Serait-ce encore lorsque vous vous sentez mal à l’aise dans certains lieux ou que votre garde-robe doit prendre une toute autre allure ? Lorsque vous ne reconnaissez pas tel ou tel chanteur ou que le dernier tube à la mode – que vous feignez de connaître – vous échappe vraiment ? Ou même quand vous vous mettez à oublier des noms, des endroits ?

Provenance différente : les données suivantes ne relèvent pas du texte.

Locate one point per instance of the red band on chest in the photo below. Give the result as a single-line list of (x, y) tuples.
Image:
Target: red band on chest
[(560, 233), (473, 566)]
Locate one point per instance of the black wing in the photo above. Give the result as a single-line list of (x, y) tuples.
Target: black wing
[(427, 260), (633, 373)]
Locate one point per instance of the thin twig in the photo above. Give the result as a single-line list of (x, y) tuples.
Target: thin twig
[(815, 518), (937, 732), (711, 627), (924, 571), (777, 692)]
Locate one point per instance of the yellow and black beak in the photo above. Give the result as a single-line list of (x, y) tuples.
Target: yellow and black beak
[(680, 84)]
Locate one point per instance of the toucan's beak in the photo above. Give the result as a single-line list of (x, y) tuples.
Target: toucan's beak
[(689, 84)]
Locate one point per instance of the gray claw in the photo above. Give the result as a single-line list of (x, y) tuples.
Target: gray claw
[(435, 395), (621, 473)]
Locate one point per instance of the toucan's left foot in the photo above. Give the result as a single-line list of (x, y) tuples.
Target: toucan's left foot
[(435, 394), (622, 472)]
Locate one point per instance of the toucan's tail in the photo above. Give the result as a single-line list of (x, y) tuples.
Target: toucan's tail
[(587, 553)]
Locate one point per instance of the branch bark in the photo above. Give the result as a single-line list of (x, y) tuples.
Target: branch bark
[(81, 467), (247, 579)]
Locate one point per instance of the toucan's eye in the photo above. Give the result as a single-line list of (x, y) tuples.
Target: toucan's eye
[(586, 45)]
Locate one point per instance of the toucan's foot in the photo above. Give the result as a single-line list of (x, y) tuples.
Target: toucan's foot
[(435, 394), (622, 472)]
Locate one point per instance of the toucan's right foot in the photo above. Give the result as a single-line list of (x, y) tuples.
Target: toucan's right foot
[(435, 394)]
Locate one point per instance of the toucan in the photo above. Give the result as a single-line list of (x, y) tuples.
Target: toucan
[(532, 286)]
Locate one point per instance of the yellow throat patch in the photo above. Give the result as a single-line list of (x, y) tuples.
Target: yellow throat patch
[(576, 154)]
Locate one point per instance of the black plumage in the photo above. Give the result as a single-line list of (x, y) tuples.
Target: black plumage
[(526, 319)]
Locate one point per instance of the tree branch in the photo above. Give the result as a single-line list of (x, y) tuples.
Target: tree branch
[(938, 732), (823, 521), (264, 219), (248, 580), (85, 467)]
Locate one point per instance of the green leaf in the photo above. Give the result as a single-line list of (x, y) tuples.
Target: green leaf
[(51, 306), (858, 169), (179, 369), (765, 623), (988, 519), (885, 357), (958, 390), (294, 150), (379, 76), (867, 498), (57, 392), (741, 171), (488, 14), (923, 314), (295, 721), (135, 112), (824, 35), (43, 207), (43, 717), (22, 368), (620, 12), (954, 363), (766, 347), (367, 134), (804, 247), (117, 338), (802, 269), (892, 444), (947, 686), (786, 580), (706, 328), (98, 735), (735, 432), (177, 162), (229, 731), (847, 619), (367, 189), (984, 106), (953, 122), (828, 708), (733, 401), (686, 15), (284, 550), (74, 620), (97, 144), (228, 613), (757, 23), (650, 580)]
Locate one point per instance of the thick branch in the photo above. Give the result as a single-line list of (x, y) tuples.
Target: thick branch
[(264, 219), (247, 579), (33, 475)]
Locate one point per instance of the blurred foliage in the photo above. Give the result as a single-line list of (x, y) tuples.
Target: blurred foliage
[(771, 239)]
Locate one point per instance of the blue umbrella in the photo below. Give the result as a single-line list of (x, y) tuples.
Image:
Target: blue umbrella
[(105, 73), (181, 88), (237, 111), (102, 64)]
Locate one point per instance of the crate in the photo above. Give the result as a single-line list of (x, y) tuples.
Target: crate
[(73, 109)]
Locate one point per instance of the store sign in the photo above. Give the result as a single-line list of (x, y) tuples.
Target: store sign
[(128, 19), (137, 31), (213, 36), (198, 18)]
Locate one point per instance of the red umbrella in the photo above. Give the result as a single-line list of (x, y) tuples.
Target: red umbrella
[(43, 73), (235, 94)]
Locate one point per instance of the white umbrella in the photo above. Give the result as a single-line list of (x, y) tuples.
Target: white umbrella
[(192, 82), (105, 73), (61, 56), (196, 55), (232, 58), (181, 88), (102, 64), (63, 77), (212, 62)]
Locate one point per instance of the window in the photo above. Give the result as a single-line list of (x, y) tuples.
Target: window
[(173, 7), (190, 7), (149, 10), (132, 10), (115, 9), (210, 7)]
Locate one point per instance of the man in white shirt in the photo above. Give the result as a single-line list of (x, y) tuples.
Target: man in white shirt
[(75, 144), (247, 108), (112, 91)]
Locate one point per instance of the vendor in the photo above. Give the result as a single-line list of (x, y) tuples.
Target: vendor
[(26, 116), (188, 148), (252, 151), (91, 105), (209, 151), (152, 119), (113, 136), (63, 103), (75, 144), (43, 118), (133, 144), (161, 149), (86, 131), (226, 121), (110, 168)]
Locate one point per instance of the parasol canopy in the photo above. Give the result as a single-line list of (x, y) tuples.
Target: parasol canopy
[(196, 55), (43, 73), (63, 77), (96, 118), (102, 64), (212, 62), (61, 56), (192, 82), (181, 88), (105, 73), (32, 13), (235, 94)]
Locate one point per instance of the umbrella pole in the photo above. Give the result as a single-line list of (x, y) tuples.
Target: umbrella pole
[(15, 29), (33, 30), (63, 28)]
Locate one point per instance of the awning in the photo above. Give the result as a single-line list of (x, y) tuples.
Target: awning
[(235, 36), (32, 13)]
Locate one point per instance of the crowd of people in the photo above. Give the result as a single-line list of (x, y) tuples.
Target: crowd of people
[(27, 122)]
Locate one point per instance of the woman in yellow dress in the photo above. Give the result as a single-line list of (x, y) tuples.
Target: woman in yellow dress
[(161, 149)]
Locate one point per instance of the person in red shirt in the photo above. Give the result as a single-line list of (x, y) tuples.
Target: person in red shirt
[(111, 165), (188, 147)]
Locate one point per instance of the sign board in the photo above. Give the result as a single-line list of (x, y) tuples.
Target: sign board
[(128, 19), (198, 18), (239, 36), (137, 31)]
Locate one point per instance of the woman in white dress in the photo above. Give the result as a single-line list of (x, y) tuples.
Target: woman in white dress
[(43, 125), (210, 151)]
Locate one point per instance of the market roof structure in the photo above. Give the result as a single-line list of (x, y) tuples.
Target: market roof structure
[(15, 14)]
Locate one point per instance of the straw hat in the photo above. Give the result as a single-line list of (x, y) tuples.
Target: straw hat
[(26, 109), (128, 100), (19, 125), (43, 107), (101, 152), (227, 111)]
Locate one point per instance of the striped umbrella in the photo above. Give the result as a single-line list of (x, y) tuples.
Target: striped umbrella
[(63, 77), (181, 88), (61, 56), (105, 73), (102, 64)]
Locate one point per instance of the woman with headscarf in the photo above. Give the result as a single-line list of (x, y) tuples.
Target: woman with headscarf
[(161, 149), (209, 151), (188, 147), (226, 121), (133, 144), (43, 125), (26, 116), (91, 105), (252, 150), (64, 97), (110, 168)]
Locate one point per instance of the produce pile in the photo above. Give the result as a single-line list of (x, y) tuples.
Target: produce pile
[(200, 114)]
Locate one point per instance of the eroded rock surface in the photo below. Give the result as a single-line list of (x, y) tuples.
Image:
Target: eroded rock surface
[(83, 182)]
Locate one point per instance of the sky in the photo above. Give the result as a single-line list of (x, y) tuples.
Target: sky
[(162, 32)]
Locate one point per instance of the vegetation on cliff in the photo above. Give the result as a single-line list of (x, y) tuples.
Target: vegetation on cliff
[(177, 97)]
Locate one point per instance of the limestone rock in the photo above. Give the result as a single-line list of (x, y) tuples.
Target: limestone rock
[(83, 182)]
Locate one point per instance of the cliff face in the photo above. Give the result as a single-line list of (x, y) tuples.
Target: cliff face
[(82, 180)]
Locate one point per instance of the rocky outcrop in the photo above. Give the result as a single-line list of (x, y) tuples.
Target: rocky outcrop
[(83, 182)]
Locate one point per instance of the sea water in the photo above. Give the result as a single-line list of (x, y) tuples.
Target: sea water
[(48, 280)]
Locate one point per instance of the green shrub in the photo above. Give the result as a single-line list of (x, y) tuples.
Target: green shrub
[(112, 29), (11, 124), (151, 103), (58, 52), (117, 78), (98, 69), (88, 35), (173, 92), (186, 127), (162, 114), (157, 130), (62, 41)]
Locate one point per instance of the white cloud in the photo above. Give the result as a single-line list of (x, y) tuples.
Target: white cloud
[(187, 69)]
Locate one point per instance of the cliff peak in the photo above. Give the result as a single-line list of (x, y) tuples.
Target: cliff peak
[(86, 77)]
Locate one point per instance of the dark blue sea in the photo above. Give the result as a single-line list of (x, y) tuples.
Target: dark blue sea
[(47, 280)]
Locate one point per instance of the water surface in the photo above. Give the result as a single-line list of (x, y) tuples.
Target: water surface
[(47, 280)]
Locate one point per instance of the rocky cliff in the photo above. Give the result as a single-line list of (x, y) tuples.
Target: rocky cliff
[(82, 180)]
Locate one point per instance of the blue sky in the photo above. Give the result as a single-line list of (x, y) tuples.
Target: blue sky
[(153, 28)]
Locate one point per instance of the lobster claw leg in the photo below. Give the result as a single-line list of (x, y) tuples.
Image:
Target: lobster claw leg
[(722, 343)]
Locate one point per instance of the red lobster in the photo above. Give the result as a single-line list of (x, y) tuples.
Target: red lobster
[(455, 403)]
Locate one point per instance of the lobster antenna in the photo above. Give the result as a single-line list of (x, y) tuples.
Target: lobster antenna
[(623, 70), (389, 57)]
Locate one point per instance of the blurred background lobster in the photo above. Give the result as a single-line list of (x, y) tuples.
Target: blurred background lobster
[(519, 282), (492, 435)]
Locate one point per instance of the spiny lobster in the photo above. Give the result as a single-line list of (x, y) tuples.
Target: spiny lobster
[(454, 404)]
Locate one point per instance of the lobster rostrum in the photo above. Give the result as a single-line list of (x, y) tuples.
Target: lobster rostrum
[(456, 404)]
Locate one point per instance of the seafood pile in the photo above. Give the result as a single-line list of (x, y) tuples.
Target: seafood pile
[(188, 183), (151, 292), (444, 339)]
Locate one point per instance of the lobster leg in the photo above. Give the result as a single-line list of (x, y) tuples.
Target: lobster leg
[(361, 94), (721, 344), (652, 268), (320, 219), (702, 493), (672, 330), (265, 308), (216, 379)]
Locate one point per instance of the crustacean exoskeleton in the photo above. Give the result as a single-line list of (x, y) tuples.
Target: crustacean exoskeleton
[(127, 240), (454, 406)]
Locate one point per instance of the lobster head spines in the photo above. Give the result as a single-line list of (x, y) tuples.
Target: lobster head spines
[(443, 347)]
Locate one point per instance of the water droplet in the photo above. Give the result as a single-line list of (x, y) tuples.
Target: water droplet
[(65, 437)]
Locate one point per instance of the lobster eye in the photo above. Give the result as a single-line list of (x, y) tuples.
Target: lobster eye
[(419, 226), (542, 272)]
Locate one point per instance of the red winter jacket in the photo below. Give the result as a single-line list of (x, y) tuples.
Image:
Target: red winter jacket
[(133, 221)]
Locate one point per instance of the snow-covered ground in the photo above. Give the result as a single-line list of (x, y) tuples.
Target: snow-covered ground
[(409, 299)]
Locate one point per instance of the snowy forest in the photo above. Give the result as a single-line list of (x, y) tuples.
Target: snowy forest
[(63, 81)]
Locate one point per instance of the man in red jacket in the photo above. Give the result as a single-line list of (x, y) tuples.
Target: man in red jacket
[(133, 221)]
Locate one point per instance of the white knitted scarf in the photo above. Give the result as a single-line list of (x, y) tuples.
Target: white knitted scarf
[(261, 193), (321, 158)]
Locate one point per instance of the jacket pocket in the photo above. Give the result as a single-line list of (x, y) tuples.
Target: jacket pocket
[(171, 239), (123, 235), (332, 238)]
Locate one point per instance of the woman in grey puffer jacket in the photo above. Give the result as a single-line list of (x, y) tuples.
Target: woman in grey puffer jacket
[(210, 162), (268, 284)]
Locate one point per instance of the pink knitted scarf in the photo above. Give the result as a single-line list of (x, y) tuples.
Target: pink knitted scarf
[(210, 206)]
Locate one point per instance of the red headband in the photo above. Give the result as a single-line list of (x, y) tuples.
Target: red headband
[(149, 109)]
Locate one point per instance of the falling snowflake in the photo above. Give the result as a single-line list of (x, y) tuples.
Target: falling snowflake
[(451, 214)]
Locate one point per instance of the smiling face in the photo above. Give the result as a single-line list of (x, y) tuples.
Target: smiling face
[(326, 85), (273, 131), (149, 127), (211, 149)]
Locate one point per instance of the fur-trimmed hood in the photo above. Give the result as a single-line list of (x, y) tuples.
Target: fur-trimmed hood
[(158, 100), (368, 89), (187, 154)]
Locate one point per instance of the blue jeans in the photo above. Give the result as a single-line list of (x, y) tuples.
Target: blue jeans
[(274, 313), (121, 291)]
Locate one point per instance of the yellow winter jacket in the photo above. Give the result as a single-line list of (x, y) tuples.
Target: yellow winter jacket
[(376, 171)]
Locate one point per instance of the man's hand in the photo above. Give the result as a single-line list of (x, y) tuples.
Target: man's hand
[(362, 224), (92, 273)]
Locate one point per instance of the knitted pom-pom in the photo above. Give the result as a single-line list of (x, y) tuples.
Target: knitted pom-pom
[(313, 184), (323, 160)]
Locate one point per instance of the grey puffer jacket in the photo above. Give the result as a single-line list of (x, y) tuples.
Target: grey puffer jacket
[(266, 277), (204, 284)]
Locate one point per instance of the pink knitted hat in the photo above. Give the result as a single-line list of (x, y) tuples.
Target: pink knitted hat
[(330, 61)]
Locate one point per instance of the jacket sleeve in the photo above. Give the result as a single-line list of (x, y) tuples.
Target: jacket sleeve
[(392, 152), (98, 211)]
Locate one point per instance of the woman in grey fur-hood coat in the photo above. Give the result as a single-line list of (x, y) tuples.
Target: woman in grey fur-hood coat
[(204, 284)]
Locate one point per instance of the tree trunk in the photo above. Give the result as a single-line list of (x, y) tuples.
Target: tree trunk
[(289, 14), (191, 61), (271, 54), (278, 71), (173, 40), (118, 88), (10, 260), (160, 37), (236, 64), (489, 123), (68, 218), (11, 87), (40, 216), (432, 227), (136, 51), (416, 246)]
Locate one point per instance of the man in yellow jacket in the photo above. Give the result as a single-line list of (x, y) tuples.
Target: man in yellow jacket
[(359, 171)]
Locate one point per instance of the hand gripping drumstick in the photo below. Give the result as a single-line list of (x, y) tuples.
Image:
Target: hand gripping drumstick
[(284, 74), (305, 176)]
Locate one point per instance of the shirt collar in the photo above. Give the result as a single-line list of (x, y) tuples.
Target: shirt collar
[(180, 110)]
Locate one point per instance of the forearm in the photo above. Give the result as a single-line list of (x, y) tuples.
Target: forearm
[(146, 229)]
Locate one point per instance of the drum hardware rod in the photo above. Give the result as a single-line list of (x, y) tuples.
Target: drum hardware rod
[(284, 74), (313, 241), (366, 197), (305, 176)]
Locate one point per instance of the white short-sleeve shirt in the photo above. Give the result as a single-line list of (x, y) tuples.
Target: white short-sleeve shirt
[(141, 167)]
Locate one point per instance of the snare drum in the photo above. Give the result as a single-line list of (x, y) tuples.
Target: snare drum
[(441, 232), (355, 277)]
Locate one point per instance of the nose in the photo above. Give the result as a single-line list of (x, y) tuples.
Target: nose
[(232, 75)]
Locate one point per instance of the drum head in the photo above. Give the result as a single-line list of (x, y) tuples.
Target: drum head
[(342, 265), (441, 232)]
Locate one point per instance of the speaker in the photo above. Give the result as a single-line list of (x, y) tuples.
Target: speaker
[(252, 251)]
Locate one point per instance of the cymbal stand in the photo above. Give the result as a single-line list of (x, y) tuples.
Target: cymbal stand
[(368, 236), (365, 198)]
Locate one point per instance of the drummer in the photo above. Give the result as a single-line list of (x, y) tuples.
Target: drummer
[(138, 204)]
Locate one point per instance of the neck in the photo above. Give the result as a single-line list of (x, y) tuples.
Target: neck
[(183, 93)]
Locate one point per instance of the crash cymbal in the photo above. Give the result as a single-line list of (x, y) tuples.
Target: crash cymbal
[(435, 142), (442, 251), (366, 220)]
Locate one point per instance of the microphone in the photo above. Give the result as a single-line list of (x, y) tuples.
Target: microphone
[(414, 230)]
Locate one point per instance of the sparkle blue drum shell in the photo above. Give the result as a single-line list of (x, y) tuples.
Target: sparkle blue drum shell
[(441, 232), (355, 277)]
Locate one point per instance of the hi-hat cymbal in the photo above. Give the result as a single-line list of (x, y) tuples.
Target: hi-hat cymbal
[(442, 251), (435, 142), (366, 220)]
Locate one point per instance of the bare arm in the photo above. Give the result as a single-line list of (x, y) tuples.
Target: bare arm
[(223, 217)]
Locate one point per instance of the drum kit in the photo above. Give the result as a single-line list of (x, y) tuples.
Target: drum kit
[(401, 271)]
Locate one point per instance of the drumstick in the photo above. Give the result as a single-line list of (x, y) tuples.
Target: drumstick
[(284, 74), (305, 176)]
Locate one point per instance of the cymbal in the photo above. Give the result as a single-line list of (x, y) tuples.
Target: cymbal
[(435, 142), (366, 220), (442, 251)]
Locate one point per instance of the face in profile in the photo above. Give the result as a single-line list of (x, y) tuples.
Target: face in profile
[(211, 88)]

Serait-ce plutôt cet instant de non-retour où la peau se ramollit, s’affaisse, cet instant baptisé affreusement ptôse (quelle moche terminaison, d’ailleurs) ? C’est certainement de cet instant-là qu’Orson Welles veut parler. Car ni médicament, ni cure, ni bistouri, ni même la technologie avancée ne peuvent rien contre lui. Rien ne peut renverser le cours du temps qui file en droite ligne, faisant fi au passage des conséquences de ses ravages. Un temps que rien ne peut suspendre.
La maladie certes ! Mais la vieillesse, ô cette vieillesse incurable ! Élémentaire mon cher Orson.